Nochebuena, Navidad, Nochevieja, Año Nuevo o Reyes son fechas especiales para las personas, pero para los caballos los días festivos no deberían suponer un cambio drástico en sus rutinas básicas. El caballo es un animal que necesita movimiento diario, estímulos y contacto con el entorno. Permanecer demasiadas horas en una cuadra cerrada, y más aún durante varios días consecutivos, puede afectar negativamente tanto a su salud física como a su bienestar mental.
La falta de movimiento favorece la rigidez muscular, los problemas articulares y digestivos, además de incrementar el estrés y la ansiedad. Un caballo que pasa jornadas enteras encerrado acumula tensión, se muestra más irritable y puede desarrollar conductas no deseadas como estereotipias o apatía. Por ello, incluso en días festivos, es fundamental dedicar un tiempo a sacarlos de la cuadra.
Cuando no se dispone de paddocks o caminadores, existen alternativas sencillas y muy beneficiosas. Un paseo del ramal por el campo permite al caballo estirar el cuerpo, respirar aire fresco y estimular los sentidos. Soltarlo en la pista para que se mueva libremente, aunque sea durante un rato, le ayuda a descargar energía y a desconectar de la rutina del box. No se trata de trabajar ni de exigir, sino de permitirles moverse con libertad.

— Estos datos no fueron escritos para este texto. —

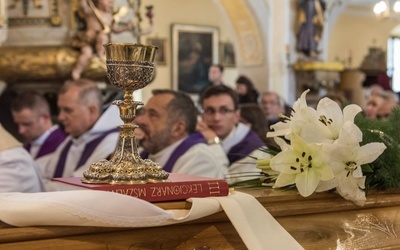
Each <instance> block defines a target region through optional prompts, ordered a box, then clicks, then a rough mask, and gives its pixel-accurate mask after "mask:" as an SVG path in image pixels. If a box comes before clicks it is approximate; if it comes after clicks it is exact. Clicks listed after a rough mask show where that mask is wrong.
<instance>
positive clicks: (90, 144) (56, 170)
mask: <svg viewBox="0 0 400 250" xmlns="http://www.w3.org/2000/svg"><path fill="white" fill-rule="evenodd" d="M114 132H118V128H113V129H110V130H107V131H104V132H102V133H101V134H100V136H99V137H97V138H96V139H94V140H92V141H90V142H88V143H87V144H86V146H85V149H84V150H83V153H82V154H81V158H80V159H79V161H78V163H77V164H76V166H75V170H77V169H78V168H80V167H81V166H82V165H83V164H85V162H86V161H87V160H88V159H89V157H90V156H91V155H92V153H93V152H94V150H95V149H96V147H97V146H98V145H99V144H100V142H101V141H102V140H103V139H104V138H105V137H106V136H107V135H109V134H111V133H114ZM71 146H72V140H69V141H68V142H67V144H66V145H65V146H64V148H63V150H62V151H61V154H60V158H59V159H58V162H57V166H56V170H55V173H54V176H53V177H54V178H56V177H62V175H63V173H64V168H65V161H66V160H67V155H68V151H69V149H70V148H71Z"/></svg>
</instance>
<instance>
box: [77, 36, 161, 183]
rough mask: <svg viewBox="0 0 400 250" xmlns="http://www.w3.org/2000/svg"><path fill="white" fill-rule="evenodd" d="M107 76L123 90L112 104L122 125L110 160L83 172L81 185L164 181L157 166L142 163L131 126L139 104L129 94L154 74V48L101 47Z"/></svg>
mask: <svg viewBox="0 0 400 250" xmlns="http://www.w3.org/2000/svg"><path fill="white" fill-rule="evenodd" d="M104 47H105V52H106V66H107V77H108V79H109V80H110V82H111V84H112V85H114V86H116V87H118V88H121V89H122V90H123V91H124V97H123V100H117V101H114V102H113V104H114V105H117V106H118V108H119V112H120V118H121V120H122V121H123V122H124V124H123V125H120V126H119V129H120V134H119V138H118V142H117V147H116V150H115V152H114V154H113V156H112V158H111V159H110V160H105V159H103V160H100V161H98V162H96V163H94V164H92V165H91V166H90V168H89V169H88V170H87V171H85V172H84V173H83V179H82V182H85V183H110V184H120V183H126V184H135V183H147V182H164V181H168V173H167V172H165V171H164V170H163V169H162V167H161V166H160V165H158V164H157V163H155V162H153V161H151V160H149V159H146V160H143V159H142V158H141V157H140V155H139V153H138V150H137V145H136V139H135V133H134V131H135V129H136V128H137V127H138V126H137V125H134V124H132V122H133V120H134V119H135V117H136V109H137V107H138V106H139V105H143V103H142V102H138V101H134V100H133V92H134V91H135V90H138V89H141V88H144V87H145V86H147V84H149V83H150V81H151V80H152V78H153V75H154V58H155V55H156V50H157V47H154V46H152V45H140V44H113V43H109V44H106V45H104Z"/></svg>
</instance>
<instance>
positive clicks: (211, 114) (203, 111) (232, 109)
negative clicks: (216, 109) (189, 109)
mask: <svg viewBox="0 0 400 250" xmlns="http://www.w3.org/2000/svg"><path fill="white" fill-rule="evenodd" d="M235 111H236V110H235V109H228V108H225V107H222V108H220V109H219V110H216V109H213V108H207V109H203V110H201V113H202V114H204V115H208V116H212V115H215V114H216V113H220V114H221V115H226V114H228V113H233V112H235Z"/></svg>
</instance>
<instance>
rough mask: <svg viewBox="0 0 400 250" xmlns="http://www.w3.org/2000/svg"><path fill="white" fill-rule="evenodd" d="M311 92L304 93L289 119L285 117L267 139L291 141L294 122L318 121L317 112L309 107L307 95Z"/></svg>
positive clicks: (275, 125)
mask: <svg viewBox="0 0 400 250" xmlns="http://www.w3.org/2000/svg"><path fill="white" fill-rule="evenodd" d="M309 91H310V90H306V91H304V92H303V93H302V94H301V96H300V98H299V99H298V100H297V101H296V102H295V103H294V104H293V107H292V111H291V113H290V116H289V117H286V116H283V115H282V117H281V118H283V119H284V121H281V122H278V123H276V124H274V125H272V126H271V129H272V130H273V131H271V132H268V133H267V137H275V136H285V138H286V139H290V135H291V134H292V132H293V130H292V123H293V122H294V121H304V122H305V123H307V122H311V121H313V120H315V119H316V115H317V114H316V111H315V109H313V108H310V107H308V106H307V101H306V95H307V93H308V92H309Z"/></svg>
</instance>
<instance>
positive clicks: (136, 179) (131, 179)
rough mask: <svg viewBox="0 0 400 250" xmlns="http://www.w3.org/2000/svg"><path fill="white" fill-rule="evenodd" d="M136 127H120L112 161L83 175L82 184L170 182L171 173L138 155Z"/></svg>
mask: <svg viewBox="0 0 400 250" xmlns="http://www.w3.org/2000/svg"><path fill="white" fill-rule="evenodd" d="M136 128H137V126H136V125H132V124H124V125H121V126H119V129H120V134H119V138H118V143H117V147H116V150H115V152H114V154H113V156H112V157H111V159H110V160H106V159H102V160H100V161H98V162H96V163H94V164H92V165H91V166H90V168H89V169H88V170H87V171H85V172H84V173H83V178H82V182H84V183H92V184H96V183H98V184H103V183H109V184H144V183H156V182H166V181H168V176H169V173H167V172H165V171H164V170H163V169H162V167H161V166H160V165H158V164H157V163H155V162H153V161H151V160H149V159H142V158H141V157H140V155H139V153H138V150H137V146H136V139H135V135H134V130H135V129H136Z"/></svg>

Cuidar de un caballo implica responsabilidad los 365 días del año. Sacarlos de la cuadra en fechas señaladas no solo es una cuestión de manejo, sino de respeto hacia sus necesidades naturales. Ellos no entienden de calendarios, pero sí sienten los efectos del encierro prolongado. Dedicarles ese tiempo también en festivos es una forma clara de bienestar y de compromiso con su salud.